Concurrent requests without `Send` requirement for single threaded runtimes

dsherret commented 1 year ago

In #284 there is some discussion about having #[tower_lsp::async_trait(?Send)] which I presume is a way to not have the Send requirement on futures. That said, the change seems to execute the requests sequentially and have mutable methods. How feasible would it be to have the option to not have the Send requirement and still execute requests concurrently for single threaded runtimes? Then the client can decide which requests should run sequentially or on a separate thread and also the code consuming this can use Rc and RefCells instead of needing to use Arc and Mutex.

ebkalderon commented 1 year ago

Thanks for opening this ticket, @dsherret! Just to clarify: the prototype introduced in #284 does execute requests concurrently wherever possible, provided their handlers take &self. However, some methods that necessarily mutate state (especially the handlers for initialize, shutdown, and the on-opened/closed/saved/changed events) have been changed to to take &mut self, ensuring they are always executed sequentially and in a coherent order. Is this not sufficient?

EDIT: Further detail may be found in this comment in particular: https://github.com/ebkalderon/tower-lsp/issues/284#issuecomment-1409582112

dsherret commented 1 year ago

Maybe this is just an issue with how our implementation is designed and we're doing it wrong, but it wouldn't work for us because within requests like did_open we sometimes call into the client and we never want to call into the client while being in an &mut self state (in our case, holding a .write().await with tokio's RwLock) because the client could call back into the server and cause a deadlock.

https://github.com/denoland/deno/blob/3a46a89e34aab3bea9f555ef6c80af33a7bc2194/cli/lsp/language_server.rs#L2897-L2900

All this said, having it be Send is more a nice to have.

ebkalderon commented 1 year ago

Would the client ever call back into the server while the server is held exclusively in a &mut self method, though? I haven't found any instances in the LSP specification where this is ever the case. Perhaps you could give an example?

Most, if not all, LSP state modification flows as I understand them tend to go along this direction:

Client sends a textDocument/didOpen notification to the server, which mutates state.
Server sends back request A to the client in between.
Client responds to request A.
- Would the client ever send another request B in between that must be responded to by the server before response A can be sent? Is this an expected flow according to the specification?
Server finishes processing textDocument/didOpen and concurrent processing of requests may resume.

Is this not the case?

ebkalderon commented 1 year ago

FWIW, the necessary bar for marking a LanguageServer trait method as &mut self under the proposal described in #284 is very high.
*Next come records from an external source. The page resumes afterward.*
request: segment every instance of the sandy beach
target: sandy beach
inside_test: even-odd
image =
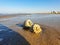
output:
[[[26,31],[23,25],[26,19],[38,23],[42,27],[39,34]],[[1,17],[0,24],[22,35],[30,45],[60,45],[60,16],[59,15],[22,15],[15,17]],[[23,41],[24,42],[24,41]]]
Specifically, it would have to be a request or notification which necessarily blocks user input and needs to be fully processed before server-side work can continue further. The did_* trait methods seemed to fit this bill IMO, though I could be wrong about this. Servers are still permitted to send requests or notifications back to the client in these method handlers, but I don't think we can reasonably expect the server to be able to respond to any concurrent requests until its internal text document state has been fully synchronized with the client.
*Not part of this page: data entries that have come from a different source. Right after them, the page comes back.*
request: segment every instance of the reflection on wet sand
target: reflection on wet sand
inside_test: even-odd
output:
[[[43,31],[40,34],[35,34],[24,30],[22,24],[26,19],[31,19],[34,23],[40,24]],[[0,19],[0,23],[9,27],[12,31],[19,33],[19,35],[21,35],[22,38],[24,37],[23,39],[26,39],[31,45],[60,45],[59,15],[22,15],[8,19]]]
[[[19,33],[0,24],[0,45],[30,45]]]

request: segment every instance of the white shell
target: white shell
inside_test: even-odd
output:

dsherret commented 1 year ago

(Sorry, I said we never want to call back into the client in an &mut self (rw_lock.write().async), but actually we don’t want to call into the client even in a &self (rw_lock.read().async) in case the client calls into a &mut self)

Basically, the spec can say whatever it likes to prevent this, but what happens in practice with clients is not always according to the spec. We previously had deadlocks occurring because of this scenario, so we just never do it anymore and no longer have issues related to that for what I know (that said, the code previously used an async Mutex for every request instead of an async RwLock, so that was probably the main reason).

ebkalderon commented 1 year ago

I see what you mean, but none of the methods proposed in #284 to take &mut self would ever make sense to be called again by the client in direct response to a server-sent request. Such cases cannot happen in practice unless requests are being sent to the server in a wholly nonsensical order from the client. I agree there are potential deadlock risks with other methods, but I don't think that's the case with these specifically.

Let's see how this might play out below...

Server lifecycle messages

Methods like initialize, initialized, and shutdown are pretty obvious candidates for being marked &mut self since they inherently require exclusive access to server state and are only called once during the application lifecycle. As such, it makes sense to process these sequentially and without any other &self methods running concurrently.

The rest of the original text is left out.